De entonces a la fecha, y en un contexto de maduración cívica de la sociedad y de rupturas evidentes en la hegemonía política, los medios informativos rompieron la costra de uniformidad y alineamiento con el poder público, redujeron sustancialmente el terreno del discurso oficial, se enfrentaron a la lógica del mercado y consolidaron un poder propio que no siempre ha sido empleado de forma ética ni positiva.
En esta década hemos asistido, además, a la irrupción de intereses empresariales en los esquemas de propiedad de los medios. Salvo excepciones como Proceso, La Jornada y Este País, casi todas las publicaciones periódicas impresas han debido subordinar el deber informativo al imperativo de la ganancia y de la rentabilidad.
Como consecuencia, las disputas por las audiencias y por los lectorados se han traducido, con frecuencia, en excesos, abusos y distorsiones de la tarea periodística. Los intereses políticoempresariales que guían a los grandes conglomerados de medios han empeñado su penetración y su cobertura para desvirtuar los hechos.
En esos afanes, o bien en la lucha por el rating, se ha recurrido a fuentes falsas, a noticias inventadas, a la difusión de materiales de procedencia ilícita, como grabaciones subrepticias de audio y video que no sólo son producto de un delito sino que vulneran el derecho a la privacidad de las personas.
En los medios electrónicos es frecuente ver cómo el encapsulamiento al que obliga la edición de los materiales se convierte en un instrumento de distorsión, en una fábrica de omisiones y verdades a medias. En esos mismos medios, al igual que en los impresos, asistimos a un preocupante abandono de la pulcritud periodística y a una confusión, muchas veces deliberada, entre información y opinión.
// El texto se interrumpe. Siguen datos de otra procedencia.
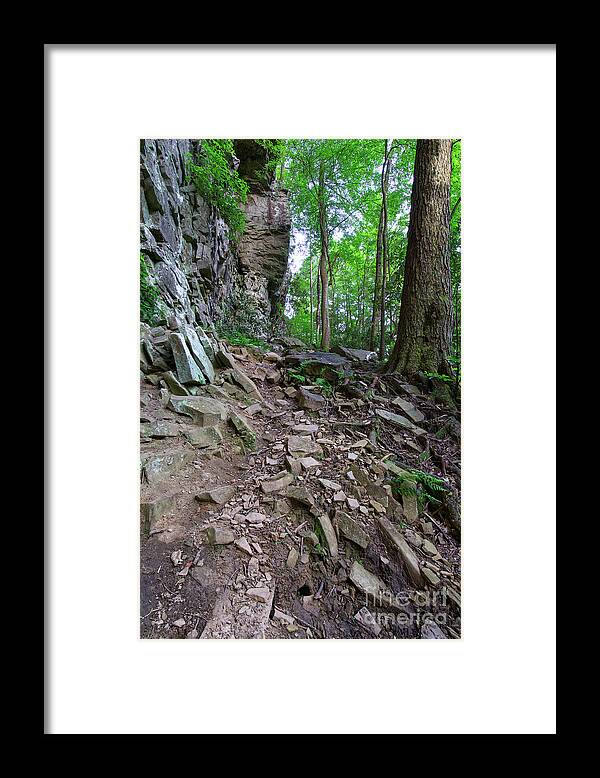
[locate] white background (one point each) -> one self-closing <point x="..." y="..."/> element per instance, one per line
<point x="500" y="677"/>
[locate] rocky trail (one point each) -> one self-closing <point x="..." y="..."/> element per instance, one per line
<point x="293" y="494"/>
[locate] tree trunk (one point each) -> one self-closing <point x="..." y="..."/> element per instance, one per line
<point x="424" y="334"/>
<point x="384" y="258"/>
<point x="324" y="262"/>
<point x="311" y="305"/>
<point x="377" y="285"/>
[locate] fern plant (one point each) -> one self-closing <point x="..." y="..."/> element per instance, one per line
<point x="151" y="308"/>
<point x="213" y="174"/>
<point x="424" y="486"/>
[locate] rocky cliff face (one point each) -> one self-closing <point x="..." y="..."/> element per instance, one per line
<point x="203" y="278"/>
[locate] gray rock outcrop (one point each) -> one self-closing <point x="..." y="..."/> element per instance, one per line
<point x="202" y="277"/>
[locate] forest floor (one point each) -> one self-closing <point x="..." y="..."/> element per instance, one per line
<point x="310" y="540"/>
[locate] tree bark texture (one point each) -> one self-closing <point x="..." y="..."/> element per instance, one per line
<point x="424" y="334"/>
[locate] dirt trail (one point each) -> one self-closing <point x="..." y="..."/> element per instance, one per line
<point x="330" y="552"/>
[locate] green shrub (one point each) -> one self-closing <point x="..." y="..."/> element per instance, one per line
<point x="151" y="307"/>
<point x="216" y="180"/>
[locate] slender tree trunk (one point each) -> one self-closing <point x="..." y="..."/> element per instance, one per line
<point x="424" y="334"/>
<point x="318" y="305"/>
<point x="377" y="286"/>
<point x="384" y="248"/>
<point x="324" y="262"/>
<point x="311" y="305"/>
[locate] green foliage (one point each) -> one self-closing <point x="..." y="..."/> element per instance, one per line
<point x="216" y="180"/>
<point x="440" y="377"/>
<point x="424" y="486"/>
<point x="353" y="199"/>
<point x="151" y="307"/>
<point x="321" y="546"/>
<point x="326" y="387"/>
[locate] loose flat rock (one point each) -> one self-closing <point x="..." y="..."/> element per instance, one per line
<point x="188" y="371"/>
<point x="350" y="529"/>
<point x="366" y="618"/>
<point x="262" y="594"/>
<point x="371" y="586"/>
<point x="255" y="518"/>
<point x="204" y="437"/>
<point x="243" y="545"/>
<point x="409" y="409"/>
<point x="316" y="359"/>
<point x="306" y="429"/>
<point x="307" y="463"/>
<point x="356" y="354"/>
<point x="277" y="482"/>
<point x="198" y="352"/>
<point x="242" y="380"/>
<point x="153" y="510"/>
<point x="329" y="533"/>
<point x="410" y="507"/>
<point x="393" y="538"/>
<point x="327" y="484"/>
<point x="202" y="410"/>
<point x="160" y="429"/>
<point x="303" y="444"/>
<point x="309" y="400"/>
<point x="157" y="468"/>
<point x="218" y="536"/>
<point x="235" y="617"/>
<point x="173" y="384"/>
<point x="399" y="421"/>
<point x="243" y="428"/>
<point x="432" y="631"/>
<point x="292" y="559"/>
<point x="431" y="577"/>
<point x="301" y="495"/>
<point x="219" y="495"/>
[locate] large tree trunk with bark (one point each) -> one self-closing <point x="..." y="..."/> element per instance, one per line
<point x="384" y="253"/>
<point x="324" y="262"/>
<point x="424" y="335"/>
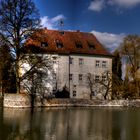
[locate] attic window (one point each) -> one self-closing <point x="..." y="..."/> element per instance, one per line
<point x="44" y="44"/>
<point x="59" y="44"/>
<point x="78" y="44"/>
<point x="91" y="45"/>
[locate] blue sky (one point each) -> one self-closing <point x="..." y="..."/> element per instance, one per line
<point x="108" y="20"/>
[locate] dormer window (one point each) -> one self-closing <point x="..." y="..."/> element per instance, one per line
<point x="59" y="44"/>
<point x="44" y="44"/>
<point x="91" y="45"/>
<point x="78" y="44"/>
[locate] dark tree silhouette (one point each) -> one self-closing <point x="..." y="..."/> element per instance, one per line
<point x="18" y="19"/>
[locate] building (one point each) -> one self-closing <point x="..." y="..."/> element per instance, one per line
<point x="74" y="54"/>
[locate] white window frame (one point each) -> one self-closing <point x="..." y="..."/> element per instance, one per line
<point x="71" y="60"/>
<point x="104" y="64"/>
<point x="97" y="78"/>
<point x="80" y="77"/>
<point x="81" y="61"/>
<point x="97" y="63"/>
<point x="71" y="77"/>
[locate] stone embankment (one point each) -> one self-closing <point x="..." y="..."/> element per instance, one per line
<point x="23" y="100"/>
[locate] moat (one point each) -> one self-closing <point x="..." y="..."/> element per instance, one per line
<point x="96" y="123"/>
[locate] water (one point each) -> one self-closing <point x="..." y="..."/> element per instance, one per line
<point x="70" y="124"/>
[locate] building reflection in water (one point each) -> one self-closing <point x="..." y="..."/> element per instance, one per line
<point x="68" y="124"/>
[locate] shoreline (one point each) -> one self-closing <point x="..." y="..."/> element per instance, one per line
<point x="22" y="101"/>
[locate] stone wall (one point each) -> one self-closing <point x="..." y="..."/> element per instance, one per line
<point x="16" y="100"/>
<point x="23" y="100"/>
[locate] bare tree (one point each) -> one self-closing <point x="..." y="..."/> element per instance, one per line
<point x="37" y="75"/>
<point x="18" y="19"/>
<point x="130" y="49"/>
<point x="103" y="85"/>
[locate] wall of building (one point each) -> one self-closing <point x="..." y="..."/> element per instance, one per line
<point x="67" y="70"/>
<point x="80" y="88"/>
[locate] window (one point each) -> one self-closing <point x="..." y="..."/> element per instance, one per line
<point x="97" y="78"/>
<point x="59" y="44"/>
<point x="104" y="64"/>
<point x="81" y="61"/>
<point x="103" y="78"/>
<point x="54" y="76"/>
<point x="80" y="77"/>
<point x="91" y="45"/>
<point x="71" y="76"/>
<point x="74" y="93"/>
<point x="71" y="60"/>
<point x="97" y="64"/>
<point x="78" y="44"/>
<point x="44" y="44"/>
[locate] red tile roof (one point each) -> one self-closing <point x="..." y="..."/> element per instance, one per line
<point x="68" y="39"/>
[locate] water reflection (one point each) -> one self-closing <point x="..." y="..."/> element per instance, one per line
<point x="70" y="124"/>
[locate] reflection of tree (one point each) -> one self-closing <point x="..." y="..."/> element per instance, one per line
<point x="70" y="124"/>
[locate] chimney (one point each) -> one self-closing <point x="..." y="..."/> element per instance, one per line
<point x="78" y="31"/>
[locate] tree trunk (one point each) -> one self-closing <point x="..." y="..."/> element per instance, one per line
<point x="17" y="77"/>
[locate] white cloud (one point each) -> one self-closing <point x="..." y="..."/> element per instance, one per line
<point x="109" y="40"/>
<point x="51" y="23"/>
<point x="124" y="3"/>
<point x="96" y="5"/>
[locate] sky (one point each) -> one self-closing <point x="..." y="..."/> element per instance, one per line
<point x="109" y="20"/>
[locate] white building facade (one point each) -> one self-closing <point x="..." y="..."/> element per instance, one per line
<point x="75" y="55"/>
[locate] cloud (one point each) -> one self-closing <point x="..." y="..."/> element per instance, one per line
<point x="51" y="23"/>
<point x="124" y="3"/>
<point x="109" y="40"/>
<point x="96" y="5"/>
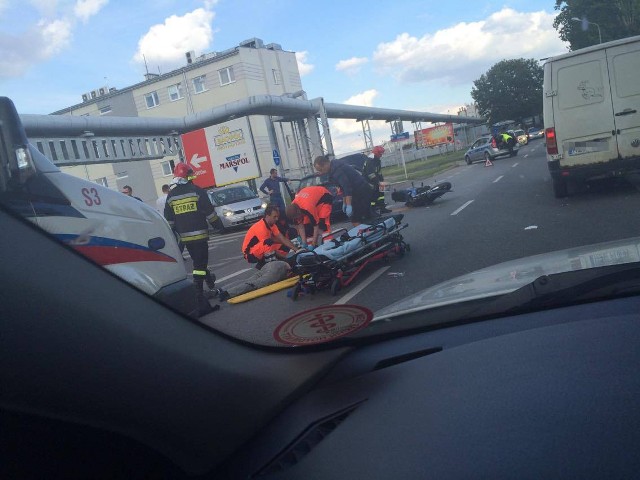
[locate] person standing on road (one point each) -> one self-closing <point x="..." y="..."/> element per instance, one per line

Estas y otras prácticas indeseables colocan a los medios ante el riesgo de caer en un grave círculo vicioso: en la medida en que los órganos informativos socavan su propia credibilidad, el amarillismo, el alarmismo y el escándalo tienden a convertirse en el único sustento de su sobrevivencia en el mercado.
II
Ciertamente, no todo es negativo en el balance. Hoy es posible ejercer una libertad de expresión cuyos márgenes eran impensables hasta hace unos lustros; la pluralidad política, social y cultural del país se ha abierto paso, mal que bien, en el panorama informativo general, y el poder público ha perdido buena parte de los mecanismos con los que solía corromper, adulterar y alinear el trabajo periodístico. El fin de la hegemonía política priísta ha generado condiciones favorables para un ejercicio libre y responsable de la tarea informativa, por más que tales condiciones no sean correctamente aprovechadas. Los desarrollos tecnológicos en curso permiten a los informadores desarrollar, sustentar y consolidar su trabajo y les plantean constantes desafíos que deben ser enfrentados con creatividad y superación profesional. Para bien y para mal, el periodismo experimenta procesos de especialización, tanto de los medios como de los informadores.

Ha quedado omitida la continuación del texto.